CONSIDERANDO que a teor da Constituição Federal (capítulo VI, art. 225, § 1º, alinea VII ), compete ao Estado e à coletividade proteger a fauna e impedir a crueldade contra animais;

CONSIDERANDO ser crueldade o não acolhimento dos animais abandonados na cidade;

CONSIDERANDO a necessidade de absoluta adequação às normas zoosanitárias, DECRETA:

Art. 1º Serão oferecidos para adoção felinos e/ou caninos resgatados dos logradouros públicos, tanto por órgãos da Prefeitura como por munícipes visando, reintegrá-los em lares urbanos qualificados para tal fim.

Art. 2º Os animais que forem oferecidos para adoção deverão estar recuperados, sadios e esterilizados.

Art. 3º Caberá à Secretaria Especial de Promoção e Defesa dos Animais – SEPDA decidir sobre a habilitação e o cadastramento dos munícipes que se interessem em oferecer animais para adoção, assim como sobre as demais providências necessárias à organização e regulamentação dos eventos para tal finalidade, sem prejuízo do cumprimento das demais exigências previstas na legislação em vigor.

Art. 4º Este Decreto entra em vigor na data de sua publicação.

Rio de Janeiro, 28 de junho de 2013; 449º ano da fundação da Cidade.

EDUARDO PAES

O que neste decreto se transformou em imenso transtorno para as várias feiras de adoção que ocorrem frequentemente nas praças das cidade de Rio de Janeiro e Niterói???? A obrigatoriedade que todos os animais adotados estejam esterelizados. O paradoxo está em que a maioria dos animais são filhotes de pouco mais de 30 dias, já que a falta da responsabilidade de grande parcela da população faz com que sejam despejadas ninhadas inteiras pelas praças, beira de rios, sarjetas, e que são resgatados pelos protetores, que os vacinam alimentam, curam quando necessário, e castram. Mas não há condição de castrar, principalmente as fêmeas, com menos de dois meses, país nenhum no mundo apregoaria isso.

E o mesmo representante da SEPDA, o Sr. Cláudio Cavalcanti que incentiva a prática de esterelização precoce parece que está esquecendo o que a própria Sepda divulga em seu site:

“…Daí a importância da esterilização, preconizada inicialmente em cães e gatos com 1 ano de idade. Este prazo passou para 6 meses no final da década de 70, o que mesmo assim não resolveu o problema. A solução encontrada foi a esterilização antes da doação ou seja em animais com 6 a 8 semanas que pesem pelo menos 900g, praticada desde o ano de 2000 e apoiada pela “American Veterinary Medical Association”. A anestesia, especifica para filhotes, mostra recuperação rápida com menor morbidade.”

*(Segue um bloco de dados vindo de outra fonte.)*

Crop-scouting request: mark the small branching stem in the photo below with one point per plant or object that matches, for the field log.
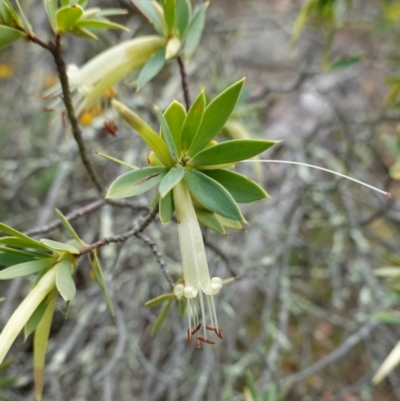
(184, 80)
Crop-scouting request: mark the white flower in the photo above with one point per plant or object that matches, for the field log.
(195, 269)
(89, 82)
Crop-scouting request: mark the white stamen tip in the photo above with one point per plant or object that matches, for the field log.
(190, 291)
(179, 290)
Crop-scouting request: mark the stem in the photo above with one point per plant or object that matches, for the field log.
(121, 237)
(185, 85)
(76, 131)
(387, 194)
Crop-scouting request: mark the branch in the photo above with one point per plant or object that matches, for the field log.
(185, 85)
(121, 237)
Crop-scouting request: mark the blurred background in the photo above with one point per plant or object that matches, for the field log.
(308, 317)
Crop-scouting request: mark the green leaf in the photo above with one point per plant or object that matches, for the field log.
(389, 317)
(96, 23)
(51, 9)
(161, 318)
(35, 318)
(67, 17)
(25, 269)
(136, 182)
(159, 300)
(209, 219)
(215, 116)
(98, 271)
(149, 136)
(193, 121)
(59, 246)
(171, 179)
(231, 151)
(151, 68)
(83, 33)
(68, 227)
(175, 116)
(40, 345)
(147, 8)
(166, 208)
(212, 195)
(9, 35)
(64, 281)
(194, 31)
(169, 140)
(242, 188)
(114, 160)
(228, 223)
(169, 14)
(182, 16)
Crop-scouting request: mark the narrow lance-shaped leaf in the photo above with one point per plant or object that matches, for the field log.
(136, 182)
(161, 318)
(25, 269)
(215, 116)
(169, 140)
(166, 208)
(193, 34)
(149, 136)
(40, 345)
(175, 116)
(64, 280)
(231, 151)
(171, 179)
(68, 227)
(212, 195)
(193, 121)
(242, 188)
(151, 68)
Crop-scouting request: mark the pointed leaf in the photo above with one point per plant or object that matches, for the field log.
(212, 195)
(59, 246)
(166, 208)
(67, 17)
(194, 31)
(99, 24)
(98, 271)
(169, 14)
(175, 116)
(171, 179)
(151, 68)
(147, 8)
(35, 318)
(242, 188)
(25, 269)
(51, 9)
(182, 16)
(210, 220)
(40, 345)
(64, 281)
(231, 151)
(149, 136)
(136, 182)
(159, 300)
(10, 231)
(193, 121)
(68, 227)
(161, 318)
(215, 116)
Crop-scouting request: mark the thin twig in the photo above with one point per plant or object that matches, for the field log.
(185, 85)
(121, 237)
(158, 256)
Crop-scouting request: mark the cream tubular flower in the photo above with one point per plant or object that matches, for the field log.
(24, 311)
(94, 78)
(195, 268)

http://www.rio.rj.gov.br/web/sepda/exibeconteudo?article-id=152654

Vamos então usar o bom senso? Como um gatinho de 8 semanas terá 900 gramas? E se os protetores esperarem que os gatinhos abandonados (que são dezenas e dezenas semanalmente) atinjam o peso mínimo, ninguém irá adotar um filhote maior. E operar com menos que isso, é um risco alto, cruel e indesejável.

È necessário haver um consenso, não se mistura alhos com bugalhos. Estamos no Brasil, país de uma cultura que não é simpática à eutanásia como os países “desenvolvidos”, que facilmente se livram do excesso de animais sacrificando-os. Lidamos porém com um sem número de doenças tropicais, além de endo e ectoparasitas, que vão piorar se os abrigos superlotarem.

O que é preciso são campanhas de esterelização coerentes, campanhas de adoção regulares, e palestras frequentes em escolas, associações de bairro, mídia escrita e eletrônica sobre Posse Responsável, postos permanentes de vacinação pelo menos contra raiva, e se possível contra as outras doenças, com preços mais acessíveis, com veterinários habilitados.